March 3 - Call of the Forest: The Forgotten Wisdom of Trees
Discussion @ 7:00 PM CT
The first session focuses on the film Call of the Forest: The Forgotten Wisdom of Trees. Take a walk in the woods with beloved Irish-Canadian scientist and author, Diana Beresford-Kroeger, as she reveals our profound human connection to the ancient and sacred northern forests and the essential role that they play in sustaining the health of our planet.
Featuring Panelist: Diana Beresford-Kroeger
Botanist, medical biochemist and author Diana Beresford-Kroeger possesses a unique combination of western scientific training and an understanding of the knowledge and methods of a wide variety of traditional and alternative sources.

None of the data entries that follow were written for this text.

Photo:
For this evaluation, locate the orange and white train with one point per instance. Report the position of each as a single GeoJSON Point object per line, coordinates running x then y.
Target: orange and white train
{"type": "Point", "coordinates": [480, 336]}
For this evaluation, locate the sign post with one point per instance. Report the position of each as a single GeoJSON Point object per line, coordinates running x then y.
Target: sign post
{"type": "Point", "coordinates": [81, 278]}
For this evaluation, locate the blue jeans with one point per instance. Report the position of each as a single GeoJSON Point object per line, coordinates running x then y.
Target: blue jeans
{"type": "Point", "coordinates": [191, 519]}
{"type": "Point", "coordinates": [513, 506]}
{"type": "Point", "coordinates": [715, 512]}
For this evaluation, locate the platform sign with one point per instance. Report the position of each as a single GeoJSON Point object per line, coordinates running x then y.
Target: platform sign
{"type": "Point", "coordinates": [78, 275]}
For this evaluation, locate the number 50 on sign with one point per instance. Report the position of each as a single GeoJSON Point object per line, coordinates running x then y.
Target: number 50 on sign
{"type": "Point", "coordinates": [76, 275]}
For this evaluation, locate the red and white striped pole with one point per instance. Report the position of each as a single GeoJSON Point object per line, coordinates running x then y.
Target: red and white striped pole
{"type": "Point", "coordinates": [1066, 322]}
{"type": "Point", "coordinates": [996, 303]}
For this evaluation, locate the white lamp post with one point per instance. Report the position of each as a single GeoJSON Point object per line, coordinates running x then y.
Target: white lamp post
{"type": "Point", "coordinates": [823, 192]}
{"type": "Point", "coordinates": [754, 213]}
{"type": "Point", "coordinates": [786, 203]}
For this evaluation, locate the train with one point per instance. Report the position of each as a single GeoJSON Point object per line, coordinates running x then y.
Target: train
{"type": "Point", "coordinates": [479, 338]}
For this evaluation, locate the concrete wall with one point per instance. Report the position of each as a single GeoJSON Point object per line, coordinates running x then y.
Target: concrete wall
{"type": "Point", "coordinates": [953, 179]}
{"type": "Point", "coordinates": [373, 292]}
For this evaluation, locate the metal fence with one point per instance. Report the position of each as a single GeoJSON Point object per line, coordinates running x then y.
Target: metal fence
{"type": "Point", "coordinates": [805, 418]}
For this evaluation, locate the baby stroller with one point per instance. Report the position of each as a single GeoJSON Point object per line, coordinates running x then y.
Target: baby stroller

Her books include The Sweetness of a Simple Life, The Global Forest, Arboretum Borealis: A Lifeline of the Planet, Arboretum America: A Philosophy of the Forest, and A Garden for Life. A feature documentary about her work, the Canadian Screen Awards-nominated Call of the Forest: The Forgotten Wisdom of Trees, appeared in 2017. Her latest book is To Speak for the Trees: My Life’s Journey From Ancient Celtic Wisdom To a Healing Vision of the Forest.
March 5 - Oshkigin: Spirit of Fire & Into the Black
Discussion @ 7:00 PM CT
The second session focuses on two short films: Oshkigin: Spirit of Fire by Dovetail Partners and Into the Black by Southern Exposure.

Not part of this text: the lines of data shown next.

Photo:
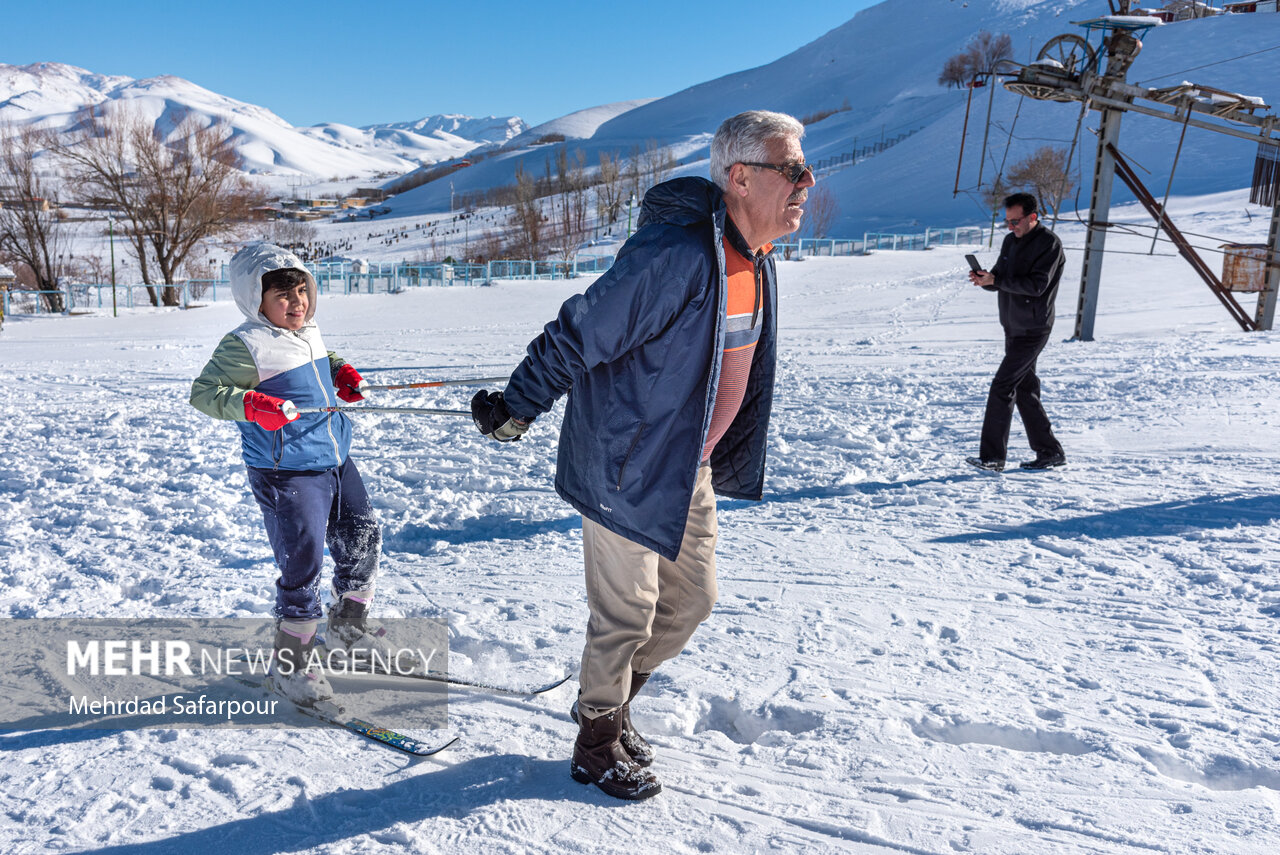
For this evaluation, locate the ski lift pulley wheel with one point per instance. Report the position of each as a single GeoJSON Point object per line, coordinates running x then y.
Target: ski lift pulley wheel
{"type": "Point", "coordinates": [1072, 51]}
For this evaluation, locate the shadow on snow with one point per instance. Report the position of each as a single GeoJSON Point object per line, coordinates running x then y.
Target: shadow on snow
{"type": "Point", "coordinates": [452, 792]}
{"type": "Point", "coordinates": [1164, 519]}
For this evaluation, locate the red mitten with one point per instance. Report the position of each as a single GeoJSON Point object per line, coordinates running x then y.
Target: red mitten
{"type": "Point", "coordinates": [268, 412]}
{"type": "Point", "coordinates": [351, 385]}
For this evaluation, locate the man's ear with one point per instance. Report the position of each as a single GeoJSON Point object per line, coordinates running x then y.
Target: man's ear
{"type": "Point", "coordinates": [739, 179]}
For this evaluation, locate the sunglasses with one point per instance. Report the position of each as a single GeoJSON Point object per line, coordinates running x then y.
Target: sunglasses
{"type": "Point", "coordinates": [794, 173]}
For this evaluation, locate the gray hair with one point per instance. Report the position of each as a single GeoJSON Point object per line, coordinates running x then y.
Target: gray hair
{"type": "Point", "coordinates": [746, 137]}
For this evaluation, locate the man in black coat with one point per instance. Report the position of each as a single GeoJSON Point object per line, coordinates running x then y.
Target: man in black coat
{"type": "Point", "coordinates": [1025, 277]}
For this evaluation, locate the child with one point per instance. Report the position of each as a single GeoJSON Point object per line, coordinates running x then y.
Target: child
{"type": "Point", "coordinates": [298, 466]}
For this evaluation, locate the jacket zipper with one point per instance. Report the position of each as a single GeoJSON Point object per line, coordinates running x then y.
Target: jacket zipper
{"type": "Point", "coordinates": [627, 458]}
{"type": "Point", "coordinates": [324, 391]}
{"type": "Point", "coordinates": [759, 289]}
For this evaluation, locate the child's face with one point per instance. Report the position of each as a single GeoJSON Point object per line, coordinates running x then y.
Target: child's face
{"type": "Point", "coordinates": [287, 309]}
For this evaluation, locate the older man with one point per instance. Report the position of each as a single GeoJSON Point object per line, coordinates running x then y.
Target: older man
{"type": "Point", "coordinates": [668, 362]}
{"type": "Point", "coordinates": [1027, 277]}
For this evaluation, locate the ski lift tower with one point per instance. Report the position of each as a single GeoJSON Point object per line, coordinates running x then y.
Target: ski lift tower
{"type": "Point", "coordinates": [1070, 69]}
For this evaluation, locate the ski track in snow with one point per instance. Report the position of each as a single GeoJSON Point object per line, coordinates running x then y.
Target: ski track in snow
{"type": "Point", "coordinates": [906, 655]}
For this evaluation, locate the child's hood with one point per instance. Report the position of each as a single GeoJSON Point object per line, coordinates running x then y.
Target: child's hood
{"type": "Point", "coordinates": [247, 268]}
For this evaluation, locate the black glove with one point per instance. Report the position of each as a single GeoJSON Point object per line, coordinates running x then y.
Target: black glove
{"type": "Point", "coordinates": [494, 420]}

For thousands of years in the Great Lakes Region, Native Americans used fire intentionally to manage the ecosystems they lived in. This short film, Oshkigin: Spirit of Fire (2021) highlights this deep, reciprocal relationship with the land and the role fire plays in that relationship. This story is told by Ojibwe Wildland firefighters, Fond du Lac elder Vern Northrup and Damon Panek, and features Cloquet Forestry Center researcher Lane Johnson.
Into the Black (2019) highlights the necessity of fire on the landscape in the southeastern United States. Many of the ecosystems in Alabama and throughout the southeast evolved with fire. Human ignited “prescribed fire”, also known as controlled burns, are an essential technique to mimic this natural process to maintain and restore critical habitats. With an ever growing population and extensive efforts to restore large areas of native habitats such as longleaf pine, partnerships are critical to provide the capacity necessary to implement fire on the scale needed to accomplish these objectives.

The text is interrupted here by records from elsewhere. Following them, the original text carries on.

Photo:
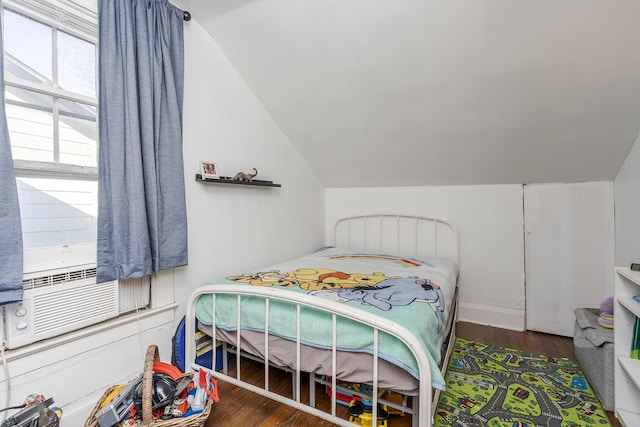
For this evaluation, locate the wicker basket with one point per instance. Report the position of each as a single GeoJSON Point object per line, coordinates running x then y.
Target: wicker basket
{"type": "Point", "coordinates": [196, 420]}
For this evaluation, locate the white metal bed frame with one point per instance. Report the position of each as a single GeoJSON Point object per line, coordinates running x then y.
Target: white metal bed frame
{"type": "Point", "coordinates": [364, 232]}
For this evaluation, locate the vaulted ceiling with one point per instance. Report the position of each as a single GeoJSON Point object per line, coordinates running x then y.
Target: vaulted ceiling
{"type": "Point", "coordinates": [440, 92]}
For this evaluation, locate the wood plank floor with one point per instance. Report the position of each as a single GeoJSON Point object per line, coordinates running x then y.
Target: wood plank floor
{"type": "Point", "coordinates": [241, 408]}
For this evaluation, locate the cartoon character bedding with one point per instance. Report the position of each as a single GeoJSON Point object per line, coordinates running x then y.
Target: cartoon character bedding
{"type": "Point", "coordinates": [417, 294]}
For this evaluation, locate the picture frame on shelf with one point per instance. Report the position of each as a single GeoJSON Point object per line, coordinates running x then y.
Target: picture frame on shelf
{"type": "Point", "coordinates": [209, 170]}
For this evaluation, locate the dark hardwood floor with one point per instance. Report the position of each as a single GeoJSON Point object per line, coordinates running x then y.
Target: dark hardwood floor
{"type": "Point", "coordinates": [239, 407]}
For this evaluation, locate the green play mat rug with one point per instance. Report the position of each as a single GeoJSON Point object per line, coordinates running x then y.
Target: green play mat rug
{"type": "Point", "coordinates": [495, 386]}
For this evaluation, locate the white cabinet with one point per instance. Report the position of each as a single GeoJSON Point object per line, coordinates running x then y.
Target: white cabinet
{"type": "Point", "coordinates": [627, 370]}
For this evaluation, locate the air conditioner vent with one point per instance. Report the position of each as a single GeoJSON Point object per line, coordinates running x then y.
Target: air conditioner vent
{"type": "Point", "coordinates": [51, 309]}
{"type": "Point", "coordinates": [58, 279]}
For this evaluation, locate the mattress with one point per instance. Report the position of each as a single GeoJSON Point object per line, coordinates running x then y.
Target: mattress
{"type": "Point", "coordinates": [417, 294]}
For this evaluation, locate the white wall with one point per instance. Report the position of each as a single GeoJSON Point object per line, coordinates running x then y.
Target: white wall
{"type": "Point", "coordinates": [627, 209]}
{"type": "Point", "coordinates": [231, 228]}
{"type": "Point", "coordinates": [234, 228]}
{"type": "Point", "coordinates": [490, 219]}
{"type": "Point", "coordinates": [569, 251]}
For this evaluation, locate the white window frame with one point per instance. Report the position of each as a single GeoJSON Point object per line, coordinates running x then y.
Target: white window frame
{"type": "Point", "coordinates": [79, 22]}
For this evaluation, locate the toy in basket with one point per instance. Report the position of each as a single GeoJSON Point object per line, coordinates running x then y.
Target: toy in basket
{"type": "Point", "coordinates": [162, 395]}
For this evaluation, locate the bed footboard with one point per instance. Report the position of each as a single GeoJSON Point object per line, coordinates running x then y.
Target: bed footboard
{"type": "Point", "coordinates": [422, 400]}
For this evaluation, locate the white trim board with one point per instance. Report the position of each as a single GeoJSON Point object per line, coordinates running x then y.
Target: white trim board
{"type": "Point", "coordinates": [500, 317]}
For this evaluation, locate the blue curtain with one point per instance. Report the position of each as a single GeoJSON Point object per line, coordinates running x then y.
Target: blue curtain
{"type": "Point", "coordinates": [10, 227]}
{"type": "Point", "coordinates": [142, 225]}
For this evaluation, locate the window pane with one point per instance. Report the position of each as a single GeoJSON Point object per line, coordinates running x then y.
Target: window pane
{"type": "Point", "coordinates": [27, 45]}
{"type": "Point", "coordinates": [78, 141]}
{"type": "Point", "coordinates": [30, 120]}
{"type": "Point", "coordinates": [76, 64]}
{"type": "Point", "coordinates": [57, 212]}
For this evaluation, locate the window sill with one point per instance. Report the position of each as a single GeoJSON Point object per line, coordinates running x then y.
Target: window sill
{"type": "Point", "coordinates": [90, 331]}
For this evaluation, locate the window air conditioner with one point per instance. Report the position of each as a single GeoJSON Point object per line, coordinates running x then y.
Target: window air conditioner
{"type": "Point", "coordinates": [58, 303]}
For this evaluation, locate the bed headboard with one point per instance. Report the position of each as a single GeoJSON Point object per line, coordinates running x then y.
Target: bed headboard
{"type": "Point", "coordinates": [406, 235]}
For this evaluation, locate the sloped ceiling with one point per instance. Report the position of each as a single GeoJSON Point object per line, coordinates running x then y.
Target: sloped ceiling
{"type": "Point", "coordinates": [409, 92]}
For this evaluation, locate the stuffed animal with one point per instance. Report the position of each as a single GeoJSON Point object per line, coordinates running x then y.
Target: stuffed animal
{"type": "Point", "coordinates": [606, 313]}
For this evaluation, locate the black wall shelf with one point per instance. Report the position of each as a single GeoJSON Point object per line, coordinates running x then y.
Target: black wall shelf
{"type": "Point", "coordinates": [228, 180]}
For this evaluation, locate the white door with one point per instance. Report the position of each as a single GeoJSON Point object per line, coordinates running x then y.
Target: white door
{"type": "Point", "coordinates": [569, 252]}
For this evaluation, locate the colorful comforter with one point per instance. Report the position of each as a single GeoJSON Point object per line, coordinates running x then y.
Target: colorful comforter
{"type": "Point", "coordinates": [417, 294]}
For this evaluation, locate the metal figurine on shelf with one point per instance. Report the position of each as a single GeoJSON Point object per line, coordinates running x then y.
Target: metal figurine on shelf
{"type": "Point", "coordinates": [241, 176]}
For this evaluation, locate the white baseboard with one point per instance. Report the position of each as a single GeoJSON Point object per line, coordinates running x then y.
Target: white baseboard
{"type": "Point", "coordinates": [500, 317]}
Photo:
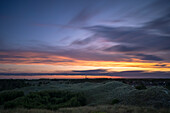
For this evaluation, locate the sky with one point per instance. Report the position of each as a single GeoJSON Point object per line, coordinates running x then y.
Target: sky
{"type": "Point", "coordinates": [74, 38]}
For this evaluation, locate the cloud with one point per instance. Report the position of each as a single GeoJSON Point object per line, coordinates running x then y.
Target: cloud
{"type": "Point", "coordinates": [92, 71]}
{"type": "Point", "coordinates": [124, 48]}
{"type": "Point", "coordinates": [124, 74]}
{"type": "Point", "coordinates": [149, 57]}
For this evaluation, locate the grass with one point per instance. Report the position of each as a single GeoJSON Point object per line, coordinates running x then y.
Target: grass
{"type": "Point", "coordinates": [95, 109]}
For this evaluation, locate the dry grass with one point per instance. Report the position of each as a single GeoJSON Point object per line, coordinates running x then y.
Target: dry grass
{"type": "Point", "coordinates": [95, 109]}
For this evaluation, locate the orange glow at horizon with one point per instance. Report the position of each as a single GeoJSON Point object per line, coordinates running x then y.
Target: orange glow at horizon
{"type": "Point", "coordinates": [58, 77]}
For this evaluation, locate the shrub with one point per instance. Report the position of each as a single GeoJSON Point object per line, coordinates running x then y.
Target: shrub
{"type": "Point", "coordinates": [140, 87]}
{"type": "Point", "coordinates": [115, 101]}
{"type": "Point", "coordinates": [48, 100]}
{"type": "Point", "coordinates": [10, 95]}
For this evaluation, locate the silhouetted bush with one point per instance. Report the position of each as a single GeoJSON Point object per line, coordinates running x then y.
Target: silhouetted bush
{"type": "Point", "coordinates": [10, 95]}
{"type": "Point", "coordinates": [115, 101]}
{"type": "Point", "coordinates": [140, 87]}
{"type": "Point", "coordinates": [48, 100]}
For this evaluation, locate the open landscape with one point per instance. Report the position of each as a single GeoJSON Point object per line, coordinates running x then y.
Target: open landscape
{"type": "Point", "coordinates": [86, 96]}
{"type": "Point", "coordinates": [84, 56]}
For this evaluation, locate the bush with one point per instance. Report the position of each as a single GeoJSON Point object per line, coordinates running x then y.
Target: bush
{"type": "Point", "coordinates": [115, 101]}
{"type": "Point", "coordinates": [48, 100]}
{"type": "Point", "coordinates": [10, 95]}
{"type": "Point", "coordinates": [140, 87]}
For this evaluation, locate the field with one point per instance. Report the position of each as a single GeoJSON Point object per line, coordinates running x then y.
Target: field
{"type": "Point", "coordinates": [101, 96]}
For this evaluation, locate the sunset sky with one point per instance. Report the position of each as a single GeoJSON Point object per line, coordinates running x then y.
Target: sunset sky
{"type": "Point", "coordinates": [73, 38]}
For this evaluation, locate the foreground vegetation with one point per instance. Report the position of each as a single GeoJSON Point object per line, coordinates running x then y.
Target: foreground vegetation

Featuring Panelists: Lane Johnson & Dylan Bizhikiins Jennings
Lane Johnson is a Research Forester at the University of Minnesota Cloquet Forestry Center. His research focuses on the fire ecology of red pine forests in the Great Lakes region where he uses tree-rings and other historical records to better understand the ecological and cultural history of fire-dependent plant communities, and apply this information to contemporary forest policy and management.
Dylan Bizhikiins Jennings is a member of the marten clan and a University of Wisconsin-Madison HEAL doctoral fellow. Bizhikiins has served as a tribal council member for the Bad River Tribe and as the director of public information for the Great Lakes Indian Fish & Wildlife Commission. This winter he is teaching courses in Ojibwe language and American environmental history at Northland College.